Tarihi Cami kaderine mi terk edildi?

Türk Dünyasından Haberler 28.01.2014 11:35:02 0
Tarihi Cami kaderine mi terk edildi?

Bir süre önce duyarlı bir vatandaşın Cumhurbaşkanımıza yazmış olduğu mektup ile gündeme gelen Erzincan- Çayırlı – Cennetpınar Köyünde bulunan tarihi cami o günden sonra yine o makûs kaderi ile baş başa bırakıldı. Çevremizdeki, sayıları bir elin parmak sayısını geçmeyecek kadar az kalan bu tarihi yapıları koruyamayacak kadar güçsüz müyüz, yoksa duyarsızlaştık mı, anlamakta güçlük çekiyorum.

    Süreci kısaca hatırlayacak olursak:  Cennetpınar Köyü‘nde ikamet eden ve aynı zamanda Cennetpınar Köyü Cami, Kuran Kursu Yaptırma ve Yaşatma Derneği Başkanlığını da yürüten duyarlı bir insan, İdris Nebi Özdemir tarafından 2013 yılı içerisinde Sayın Cumhurbaşkanımıza bir mektup yazılarak köydeki üç yüz küsur yıllık tarihi caminin onarımı ve kurtarılması konusunda yardım isteniyor… Mektup, Sayın Cumhurbaşkanımızın eline ulaşmış mıdır bilinmez ama Cumhurbaşkanlığı Genel Sekreterliği tarafından Vakıflar Genel Müdürlüğüne gereği yapılmak üzere havale edilmiştir. Vakıflar Genel Müdürlüğü ise gereği yapılması için mektubu Vakıflar Erzurum Bölge Müdürlüğü‘ne havale etmiştir. Bütün bu süreç, mektubu yazan şahsa yazılı olarak bilgi amaçlı bildirilmiştir.

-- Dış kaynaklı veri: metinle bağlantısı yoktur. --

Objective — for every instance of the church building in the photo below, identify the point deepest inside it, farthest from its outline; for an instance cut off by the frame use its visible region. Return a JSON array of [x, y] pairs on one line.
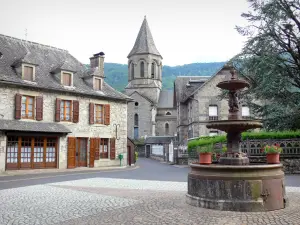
[[153, 112]]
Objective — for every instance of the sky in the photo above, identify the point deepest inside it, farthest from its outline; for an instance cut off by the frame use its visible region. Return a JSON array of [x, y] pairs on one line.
[[184, 32]]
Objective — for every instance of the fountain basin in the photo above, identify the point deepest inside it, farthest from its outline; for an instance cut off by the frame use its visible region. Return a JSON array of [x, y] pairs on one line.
[[247, 188], [233, 85], [234, 125]]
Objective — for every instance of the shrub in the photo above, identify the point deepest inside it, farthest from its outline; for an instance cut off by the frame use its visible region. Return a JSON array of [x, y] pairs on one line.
[[204, 141], [272, 149]]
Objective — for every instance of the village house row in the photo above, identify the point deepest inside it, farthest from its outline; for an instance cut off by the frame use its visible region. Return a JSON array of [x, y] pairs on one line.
[[56, 112]]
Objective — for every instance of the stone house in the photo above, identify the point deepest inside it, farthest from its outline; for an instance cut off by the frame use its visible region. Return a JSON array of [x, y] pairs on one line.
[[56, 112], [152, 112], [197, 103]]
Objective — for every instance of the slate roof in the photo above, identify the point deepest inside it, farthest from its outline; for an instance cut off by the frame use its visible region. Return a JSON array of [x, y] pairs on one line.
[[184, 88], [144, 43], [166, 99], [16, 125], [159, 140], [47, 59]]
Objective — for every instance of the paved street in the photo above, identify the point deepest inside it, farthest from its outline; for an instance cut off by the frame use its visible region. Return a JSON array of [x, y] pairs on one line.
[[154, 193]]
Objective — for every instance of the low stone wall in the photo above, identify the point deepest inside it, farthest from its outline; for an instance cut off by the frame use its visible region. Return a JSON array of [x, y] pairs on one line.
[[182, 161], [291, 166], [157, 157]]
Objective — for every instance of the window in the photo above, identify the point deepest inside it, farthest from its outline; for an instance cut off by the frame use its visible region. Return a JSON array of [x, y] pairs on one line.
[[27, 107], [136, 120], [65, 110], [152, 70], [28, 73], [167, 129], [97, 84], [245, 112], [213, 133], [31, 152], [142, 69], [132, 70], [103, 148], [67, 79], [213, 112], [99, 115]]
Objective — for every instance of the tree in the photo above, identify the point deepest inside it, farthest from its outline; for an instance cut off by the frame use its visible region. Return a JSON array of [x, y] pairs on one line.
[[270, 60]]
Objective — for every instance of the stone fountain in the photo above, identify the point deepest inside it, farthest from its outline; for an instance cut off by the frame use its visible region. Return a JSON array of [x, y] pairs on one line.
[[233, 184]]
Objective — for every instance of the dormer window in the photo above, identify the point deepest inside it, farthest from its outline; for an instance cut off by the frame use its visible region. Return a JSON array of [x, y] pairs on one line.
[[67, 79], [28, 72], [97, 84]]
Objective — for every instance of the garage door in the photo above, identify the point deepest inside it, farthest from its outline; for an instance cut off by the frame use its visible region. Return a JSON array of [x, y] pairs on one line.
[[31, 152]]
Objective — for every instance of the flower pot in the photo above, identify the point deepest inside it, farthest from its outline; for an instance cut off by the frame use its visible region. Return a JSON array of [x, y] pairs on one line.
[[273, 158], [205, 158]]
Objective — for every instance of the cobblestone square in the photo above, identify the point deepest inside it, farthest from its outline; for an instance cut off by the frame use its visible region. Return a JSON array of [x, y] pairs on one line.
[[124, 201]]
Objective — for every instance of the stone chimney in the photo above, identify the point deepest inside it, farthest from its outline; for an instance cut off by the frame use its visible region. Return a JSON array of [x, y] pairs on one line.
[[97, 61]]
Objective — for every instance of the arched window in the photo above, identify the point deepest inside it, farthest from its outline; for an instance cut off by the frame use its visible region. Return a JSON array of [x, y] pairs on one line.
[[152, 70], [132, 70], [136, 120], [142, 69], [213, 112], [167, 129]]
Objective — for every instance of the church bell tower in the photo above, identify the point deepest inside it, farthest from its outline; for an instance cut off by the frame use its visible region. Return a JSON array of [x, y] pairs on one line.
[[145, 66]]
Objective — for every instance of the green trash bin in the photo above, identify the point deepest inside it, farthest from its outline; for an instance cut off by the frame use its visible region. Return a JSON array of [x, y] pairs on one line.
[[120, 156]]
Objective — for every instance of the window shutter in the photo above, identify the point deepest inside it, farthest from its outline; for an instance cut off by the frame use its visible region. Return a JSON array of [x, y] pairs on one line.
[[39, 108], [57, 110], [112, 148], [106, 114], [92, 119], [93, 144], [18, 106], [97, 150], [75, 111]]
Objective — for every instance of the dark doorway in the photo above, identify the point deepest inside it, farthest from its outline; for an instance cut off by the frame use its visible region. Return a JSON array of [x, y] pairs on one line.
[[81, 152]]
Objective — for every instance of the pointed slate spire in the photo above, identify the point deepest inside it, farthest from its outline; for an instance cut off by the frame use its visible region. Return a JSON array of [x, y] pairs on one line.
[[144, 43]]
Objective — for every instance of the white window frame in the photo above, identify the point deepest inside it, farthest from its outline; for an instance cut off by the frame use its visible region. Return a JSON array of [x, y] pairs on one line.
[[62, 78], [23, 71]]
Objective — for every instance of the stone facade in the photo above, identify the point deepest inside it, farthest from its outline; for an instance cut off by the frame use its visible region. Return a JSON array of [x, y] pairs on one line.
[[80, 129], [163, 119], [193, 109]]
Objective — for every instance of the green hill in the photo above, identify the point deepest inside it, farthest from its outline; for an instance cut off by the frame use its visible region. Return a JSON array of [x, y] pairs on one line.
[[116, 74]]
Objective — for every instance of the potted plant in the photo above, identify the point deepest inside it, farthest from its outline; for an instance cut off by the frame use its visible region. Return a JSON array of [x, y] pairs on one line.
[[205, 154], [272, 152]]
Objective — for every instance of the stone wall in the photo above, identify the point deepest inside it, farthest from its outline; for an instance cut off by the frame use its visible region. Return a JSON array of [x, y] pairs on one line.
[[162, 119], [144, 113], [3, 141], [118, 115], [291, 166]]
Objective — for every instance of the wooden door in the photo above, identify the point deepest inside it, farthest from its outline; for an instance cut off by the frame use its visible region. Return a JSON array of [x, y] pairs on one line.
[[93, 144], [71, 152], [129, 156], [81, 149]]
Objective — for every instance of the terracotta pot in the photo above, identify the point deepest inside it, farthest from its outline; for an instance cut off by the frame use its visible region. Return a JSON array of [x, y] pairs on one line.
[[205, 158], [273, 158]]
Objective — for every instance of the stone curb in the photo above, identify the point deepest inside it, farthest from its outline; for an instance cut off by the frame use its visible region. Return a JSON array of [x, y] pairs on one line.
[[59, 171]]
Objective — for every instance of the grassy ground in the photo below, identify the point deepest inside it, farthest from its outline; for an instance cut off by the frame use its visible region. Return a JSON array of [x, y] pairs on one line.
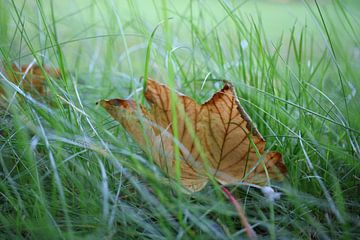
[[69, 171]]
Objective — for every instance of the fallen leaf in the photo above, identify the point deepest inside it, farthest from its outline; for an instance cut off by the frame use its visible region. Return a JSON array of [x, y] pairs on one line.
[[34, 81], [216, 137]]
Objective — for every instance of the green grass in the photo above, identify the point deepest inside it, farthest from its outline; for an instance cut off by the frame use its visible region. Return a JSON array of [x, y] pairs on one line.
[[69, 171]]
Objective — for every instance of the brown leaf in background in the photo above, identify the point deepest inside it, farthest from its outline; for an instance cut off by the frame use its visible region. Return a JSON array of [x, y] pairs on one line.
[[34, 81], [216, 137]]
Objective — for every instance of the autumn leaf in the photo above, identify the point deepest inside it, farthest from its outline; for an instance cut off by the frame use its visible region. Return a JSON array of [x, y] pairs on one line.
[[30, 78], [216, 137]]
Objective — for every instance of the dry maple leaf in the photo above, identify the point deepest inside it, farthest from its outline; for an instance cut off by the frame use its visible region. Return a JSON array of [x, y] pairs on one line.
[[216, 137], [34, 80]]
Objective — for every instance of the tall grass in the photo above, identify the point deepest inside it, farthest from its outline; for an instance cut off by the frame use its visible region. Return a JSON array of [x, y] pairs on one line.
[[69, 171]]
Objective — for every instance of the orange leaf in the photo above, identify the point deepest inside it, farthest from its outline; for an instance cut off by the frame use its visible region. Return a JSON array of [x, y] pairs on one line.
[[216, 137], [34, 80]]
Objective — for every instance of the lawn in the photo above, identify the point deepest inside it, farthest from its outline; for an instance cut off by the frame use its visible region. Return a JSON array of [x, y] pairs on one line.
[[70, 171]]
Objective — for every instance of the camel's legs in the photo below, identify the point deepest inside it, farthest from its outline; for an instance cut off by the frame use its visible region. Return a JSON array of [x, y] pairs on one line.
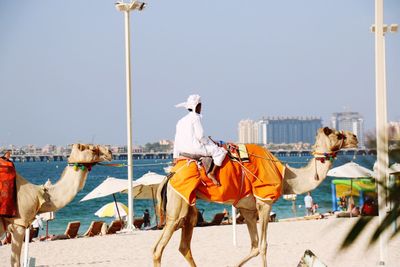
[[177, 210], [187, 232], [17, 233], [264, 209], [169, 229], [2, 227], [250, 217]]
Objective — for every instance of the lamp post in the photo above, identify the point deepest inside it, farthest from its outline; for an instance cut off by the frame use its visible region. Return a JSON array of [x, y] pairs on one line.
[[126, 8], [381, 119]]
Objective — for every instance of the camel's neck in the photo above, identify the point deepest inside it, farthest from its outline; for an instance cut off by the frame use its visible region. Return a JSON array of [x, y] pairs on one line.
[[302, 180], [64, 191]]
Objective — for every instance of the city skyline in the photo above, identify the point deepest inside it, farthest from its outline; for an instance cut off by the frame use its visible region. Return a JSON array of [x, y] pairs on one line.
[[62, 73]]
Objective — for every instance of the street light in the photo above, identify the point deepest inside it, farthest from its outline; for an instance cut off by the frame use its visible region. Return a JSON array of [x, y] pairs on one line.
[[381, 118], [126, 8]]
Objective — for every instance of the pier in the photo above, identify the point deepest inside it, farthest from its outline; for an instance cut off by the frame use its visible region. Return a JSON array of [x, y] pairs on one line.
[[168, 155]]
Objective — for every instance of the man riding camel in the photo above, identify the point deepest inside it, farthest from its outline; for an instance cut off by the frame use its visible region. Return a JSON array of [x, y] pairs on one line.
[[190, 139]]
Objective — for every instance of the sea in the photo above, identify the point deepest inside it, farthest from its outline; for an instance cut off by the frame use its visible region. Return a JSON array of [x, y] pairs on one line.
[[39, 172]]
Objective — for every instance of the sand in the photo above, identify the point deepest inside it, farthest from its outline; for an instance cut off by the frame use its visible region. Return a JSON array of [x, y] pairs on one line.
[[212, 246]]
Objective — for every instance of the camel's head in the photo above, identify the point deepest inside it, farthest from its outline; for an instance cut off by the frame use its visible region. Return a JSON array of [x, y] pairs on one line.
[[331, 140], [81, 153]]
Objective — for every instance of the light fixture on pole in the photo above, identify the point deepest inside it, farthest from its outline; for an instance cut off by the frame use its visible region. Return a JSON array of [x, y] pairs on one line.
[[382, 146], [126, 8]]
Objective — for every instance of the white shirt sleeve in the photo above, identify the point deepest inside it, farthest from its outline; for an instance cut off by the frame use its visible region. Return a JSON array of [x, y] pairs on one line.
[[199, 131]]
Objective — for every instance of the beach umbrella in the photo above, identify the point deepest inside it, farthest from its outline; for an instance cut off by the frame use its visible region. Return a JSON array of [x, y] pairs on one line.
[[352, 171], [112, 209], [108, 187]]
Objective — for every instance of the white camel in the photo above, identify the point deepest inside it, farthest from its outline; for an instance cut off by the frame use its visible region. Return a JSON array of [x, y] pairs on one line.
[[179, 214], [33, 199]]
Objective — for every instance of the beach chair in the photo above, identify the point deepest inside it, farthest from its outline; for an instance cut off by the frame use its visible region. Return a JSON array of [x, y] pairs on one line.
[[70, 232], [218, 217], [138, 222], [114, 227], [94, 229]]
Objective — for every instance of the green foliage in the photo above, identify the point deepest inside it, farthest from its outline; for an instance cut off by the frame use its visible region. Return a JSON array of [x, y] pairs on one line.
[[391, 217]]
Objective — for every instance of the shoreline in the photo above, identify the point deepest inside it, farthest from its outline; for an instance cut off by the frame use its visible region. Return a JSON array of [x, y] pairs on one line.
[[212, 246]]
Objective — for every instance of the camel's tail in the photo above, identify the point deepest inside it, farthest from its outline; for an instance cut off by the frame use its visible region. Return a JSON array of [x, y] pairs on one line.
[[162, 198]]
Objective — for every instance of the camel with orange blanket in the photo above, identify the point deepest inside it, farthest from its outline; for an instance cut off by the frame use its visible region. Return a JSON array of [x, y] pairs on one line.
[[252, 187]]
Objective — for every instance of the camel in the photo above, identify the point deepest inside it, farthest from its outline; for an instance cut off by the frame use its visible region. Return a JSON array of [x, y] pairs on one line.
[[180, 214], [33, 199]]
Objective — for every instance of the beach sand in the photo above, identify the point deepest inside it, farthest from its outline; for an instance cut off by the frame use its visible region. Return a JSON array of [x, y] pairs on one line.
[[212, 246]]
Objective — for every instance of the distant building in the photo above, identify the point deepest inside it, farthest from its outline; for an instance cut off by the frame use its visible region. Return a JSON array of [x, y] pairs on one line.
[[49, 149], [350, 121], [289, 130], [248, 132]]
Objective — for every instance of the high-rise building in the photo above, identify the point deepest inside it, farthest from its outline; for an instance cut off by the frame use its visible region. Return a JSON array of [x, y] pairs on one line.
[[289, 130], [350, 121], [248, 131]]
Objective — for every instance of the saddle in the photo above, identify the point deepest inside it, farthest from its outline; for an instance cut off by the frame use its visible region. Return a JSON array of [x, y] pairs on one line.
[[235, 153]]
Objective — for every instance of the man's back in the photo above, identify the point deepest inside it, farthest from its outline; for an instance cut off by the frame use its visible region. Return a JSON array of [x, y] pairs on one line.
[[189, 132]]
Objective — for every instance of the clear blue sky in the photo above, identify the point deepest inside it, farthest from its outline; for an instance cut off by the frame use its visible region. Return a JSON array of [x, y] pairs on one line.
[[62, 69]]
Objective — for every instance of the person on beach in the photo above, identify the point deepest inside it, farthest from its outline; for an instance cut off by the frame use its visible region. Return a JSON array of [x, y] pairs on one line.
[[8, 192], [190, 138], [308, 203], [146, 218], [36, 224], [6, 156]]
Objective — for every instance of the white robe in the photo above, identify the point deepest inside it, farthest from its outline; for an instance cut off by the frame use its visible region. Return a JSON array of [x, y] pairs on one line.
[[189, 138]]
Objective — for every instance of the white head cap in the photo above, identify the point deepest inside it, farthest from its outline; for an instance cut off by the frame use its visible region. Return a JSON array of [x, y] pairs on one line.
[[191, 102]]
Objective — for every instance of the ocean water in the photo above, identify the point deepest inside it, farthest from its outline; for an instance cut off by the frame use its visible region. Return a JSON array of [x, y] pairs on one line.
[[39, 172]]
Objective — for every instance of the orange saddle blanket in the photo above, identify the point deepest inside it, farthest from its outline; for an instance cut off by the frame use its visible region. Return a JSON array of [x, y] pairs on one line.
[[261, 176], [7, 189]]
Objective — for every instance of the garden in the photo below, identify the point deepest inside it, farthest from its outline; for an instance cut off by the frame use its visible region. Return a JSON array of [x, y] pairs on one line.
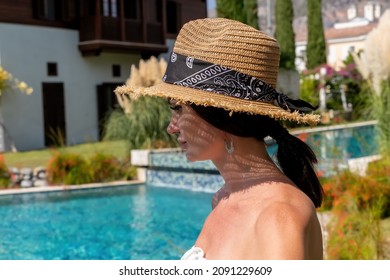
[[358, 204]]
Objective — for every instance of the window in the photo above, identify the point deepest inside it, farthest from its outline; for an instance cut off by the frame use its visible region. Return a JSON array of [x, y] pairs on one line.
[[48, 9], [52, 69], [173, 22], [132, 9], [110, 8], [154, 11], [116, 70]]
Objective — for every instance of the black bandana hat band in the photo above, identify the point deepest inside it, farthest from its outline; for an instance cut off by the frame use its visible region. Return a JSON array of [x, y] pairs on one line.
[[198, 74]]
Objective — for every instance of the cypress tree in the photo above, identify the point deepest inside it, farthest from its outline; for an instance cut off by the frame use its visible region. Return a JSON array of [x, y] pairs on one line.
[[316, 45], [244, 11], [284, 33], [232, 9], [250, 9]]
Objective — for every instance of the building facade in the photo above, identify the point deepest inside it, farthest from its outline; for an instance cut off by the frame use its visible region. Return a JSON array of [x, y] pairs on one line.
[[73, 53], [344, 37]]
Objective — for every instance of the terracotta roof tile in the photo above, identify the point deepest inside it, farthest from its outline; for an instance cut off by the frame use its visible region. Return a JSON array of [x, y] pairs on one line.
[[338, 33]]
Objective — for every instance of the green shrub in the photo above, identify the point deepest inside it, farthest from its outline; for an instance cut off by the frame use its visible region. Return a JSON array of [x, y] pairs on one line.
[[144, 127], [105, 167], [73, 169], [68, 169], [5, 176]]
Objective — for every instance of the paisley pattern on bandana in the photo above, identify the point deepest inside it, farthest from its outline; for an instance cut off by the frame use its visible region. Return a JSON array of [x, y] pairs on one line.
[[202, 75]]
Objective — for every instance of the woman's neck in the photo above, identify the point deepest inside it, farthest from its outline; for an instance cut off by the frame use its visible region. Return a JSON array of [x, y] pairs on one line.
[[248, 165]]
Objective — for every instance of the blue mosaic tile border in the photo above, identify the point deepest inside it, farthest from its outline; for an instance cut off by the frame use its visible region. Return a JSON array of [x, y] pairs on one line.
[[176, 159], [185, 180]]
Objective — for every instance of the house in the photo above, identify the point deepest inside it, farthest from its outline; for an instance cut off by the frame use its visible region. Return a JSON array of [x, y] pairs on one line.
[[74, 53], [343, 37]]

    Buraya kadar ki işleyiş gerçekten çok güzel… Cumhurbaşkanlığı Genel Sekreterliği bir vatandaşın mektubunu muhatap alıyor, ilgileniyor ve ona bilgi amaçlı cevap veriyor… Lakin bütün bu yaşananlar o noktadan fazla da ileriye gitmiyor. Oysaki Cennetpınar Köyü‘nde yaşayan bir vatandaşın Cumhurbaşkanımıza mektup yazarak kendini gündeme taşımak gibi bir maksadının olacağı mümkün değildir. Maksat bu köydeki tarihi camiyi kurtarmak ve korumaktı ve maksat hâsıl olmadı…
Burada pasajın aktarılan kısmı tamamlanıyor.